Vistral-V (Vistral-Vision) - Visual Instruction Tuning for Vistral - Vietnamese Large Vision-Language Model.

Quick Start Notebook

You can follow the notebooks here to inference the Vistral-V model.

Install

If you are not using Linux, do NOT proceed, see instructions for macOS and Windows.

Clone this repository and navigate to LLaVA folder

git clone https://github.com/hllj/Vistral-V.git
cd Vistral-V

Install Package

conda create -n llava python=3.10 -y
conda activate llava
pip install --upgrade pip  # enable PEP 660 support
pip install -e .

pip install -r requirements.txt

Install additional packages for training cases

pip install -e ".[train]"
pip install flash-attn --no-build-isolation

Upgrade to latest code base

git pull
pip install -e .

# if you see some import errors when you upgrade,
# please try running the command below (without #)
# pip install flash-attn --no-build-isolation --no-cache-dir

Train

You can refer to the Training model instructions from the original LLaVA repository.
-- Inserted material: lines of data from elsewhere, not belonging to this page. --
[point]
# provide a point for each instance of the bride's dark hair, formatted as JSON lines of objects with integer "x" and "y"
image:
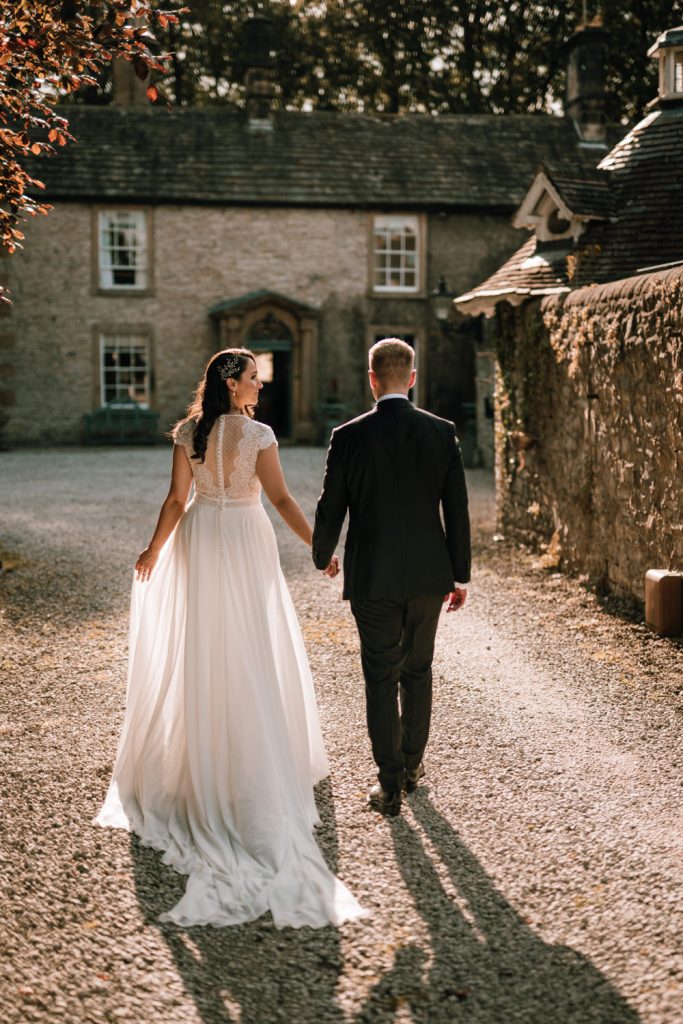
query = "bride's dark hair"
{"x": 212, "y": 397}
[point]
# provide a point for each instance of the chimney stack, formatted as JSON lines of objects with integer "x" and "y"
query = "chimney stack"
{"x": 128, "y": 89}
{"x": 586, "y": 95}
{"x": 259, "y": 86}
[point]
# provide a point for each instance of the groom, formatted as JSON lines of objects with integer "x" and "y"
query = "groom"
{"x": 397, "y": 470}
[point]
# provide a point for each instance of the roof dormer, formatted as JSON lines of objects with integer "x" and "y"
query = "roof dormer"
{"x": 558, "y": 207}
{"x": 669, "y": 50}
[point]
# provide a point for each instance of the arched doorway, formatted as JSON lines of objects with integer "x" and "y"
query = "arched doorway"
{"x": 271, "y": 342}
{"x": 283, "y": 332}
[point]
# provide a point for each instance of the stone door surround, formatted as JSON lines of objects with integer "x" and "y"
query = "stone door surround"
{"x": 235, "y": 316}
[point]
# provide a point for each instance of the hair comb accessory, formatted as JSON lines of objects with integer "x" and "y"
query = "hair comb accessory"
{"x": 230, "y": 368}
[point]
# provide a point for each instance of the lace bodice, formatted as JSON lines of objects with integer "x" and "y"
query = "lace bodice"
{"x": 227, "y": 475}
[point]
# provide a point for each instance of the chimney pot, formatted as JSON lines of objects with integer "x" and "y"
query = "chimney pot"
{"x": 586, "y": 95}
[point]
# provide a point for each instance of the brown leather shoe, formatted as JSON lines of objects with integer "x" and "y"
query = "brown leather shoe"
{"x": 413, "y": 776}
{"x": 385, "y": 803}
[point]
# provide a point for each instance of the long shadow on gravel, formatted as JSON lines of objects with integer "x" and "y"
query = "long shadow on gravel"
{"x": 255, "y": 973}
{"x": 488, "y": 966}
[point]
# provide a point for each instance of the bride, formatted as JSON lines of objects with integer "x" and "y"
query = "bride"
{"x": 221, "y": 742}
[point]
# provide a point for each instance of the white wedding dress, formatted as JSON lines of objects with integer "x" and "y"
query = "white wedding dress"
{"x": 221, "y": 742}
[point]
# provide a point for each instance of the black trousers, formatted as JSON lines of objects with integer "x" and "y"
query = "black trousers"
{"x": 396, "y": 651}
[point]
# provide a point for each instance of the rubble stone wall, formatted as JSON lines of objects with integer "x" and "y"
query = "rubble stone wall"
{"x": 589, "y": 431}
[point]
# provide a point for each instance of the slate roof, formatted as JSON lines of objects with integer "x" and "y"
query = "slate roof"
{"x": 584, "y": 189}
{"x": 644, "y": 230}
{"x": 211, "y": 156}
{"x": 537, "y": 268}
{"x": 646, "y": 181}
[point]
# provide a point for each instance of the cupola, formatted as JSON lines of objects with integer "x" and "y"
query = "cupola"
{"x": 669, "y": 51}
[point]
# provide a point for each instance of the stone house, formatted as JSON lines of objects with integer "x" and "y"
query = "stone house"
{"x": 588, "y": 330}
{"x": 303, "y": 236}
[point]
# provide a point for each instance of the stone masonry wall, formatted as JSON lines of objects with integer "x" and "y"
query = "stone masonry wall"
{"x": 590, "y": 428}
{"x": 201, "y": 256}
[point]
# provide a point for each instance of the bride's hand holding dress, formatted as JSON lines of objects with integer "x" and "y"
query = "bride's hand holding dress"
{"x": 221, "y": 742}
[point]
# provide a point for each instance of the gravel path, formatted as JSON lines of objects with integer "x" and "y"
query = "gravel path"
{"x": 535, "y": 879}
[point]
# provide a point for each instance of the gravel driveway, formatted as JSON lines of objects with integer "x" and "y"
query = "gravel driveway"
{"x": 535, "y": 879}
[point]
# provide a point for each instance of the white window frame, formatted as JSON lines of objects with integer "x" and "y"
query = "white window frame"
{"x": 677, "y": 62}
{"x": 132, "y": 225}
{"x": 397, "y": 224}
{"x": 122, "y": 341}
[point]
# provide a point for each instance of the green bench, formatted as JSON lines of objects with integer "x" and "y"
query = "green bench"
{"x": 121, "y": 424}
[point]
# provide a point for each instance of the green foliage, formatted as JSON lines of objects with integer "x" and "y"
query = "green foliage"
{"x": 424, "y": 55}
{"x": 50, "y": 49}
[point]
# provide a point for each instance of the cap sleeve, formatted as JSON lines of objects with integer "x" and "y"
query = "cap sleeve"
{"x": 184, "y": 433}
{"x": 266, "y": 436}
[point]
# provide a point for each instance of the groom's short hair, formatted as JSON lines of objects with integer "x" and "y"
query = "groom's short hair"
{"x": 391, "y": 358}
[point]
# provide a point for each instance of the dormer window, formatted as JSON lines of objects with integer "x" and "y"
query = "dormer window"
{"x": 669, "y": 51}
{"x": 558, "y": 208}
{"x": 556, "y": 223}
{"x": 678, "y": 72}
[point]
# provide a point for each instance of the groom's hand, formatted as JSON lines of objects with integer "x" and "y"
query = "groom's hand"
{"x": 456, "y": 599}
{"x": 333, "y": 568}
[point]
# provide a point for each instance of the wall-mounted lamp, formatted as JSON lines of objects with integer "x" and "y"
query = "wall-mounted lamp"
{"x": 441, "y": 300}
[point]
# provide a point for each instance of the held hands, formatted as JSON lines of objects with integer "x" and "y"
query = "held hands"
{"x": 144, "y": 564}
{"x": 333, "y": 568}
{"x": 456, "y": 599}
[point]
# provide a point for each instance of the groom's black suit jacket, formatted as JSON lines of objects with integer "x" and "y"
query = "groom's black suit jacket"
{"x": 394, "y": 469}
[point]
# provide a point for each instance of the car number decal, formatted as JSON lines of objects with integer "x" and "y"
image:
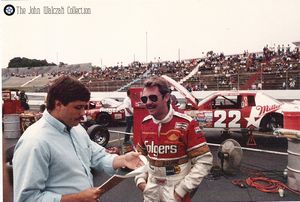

Below are the recipes to train the Vistral-V model through 2 stages: Pretrain - feature alignment and Finetune - visual instruction tuning. In this tutorial, we only use 1-2 device gpu NVIDIA A100 40Gb.

Pretrain (feature alignment)

For this phase, the model will train a projector to align features between the vision encoder and the language model.

You can retrain this stage using the instructions below, or use the training results for the pretraining stage here.

Data preparation

Pretrain dataset includes 2 subsets:

ShareGPT4V
WIT

Pretrain dataset includes image-text data pairs with requirements to describe the image with high quality caption.

You can refer to instructions from LLaVA to create more custom datasets here.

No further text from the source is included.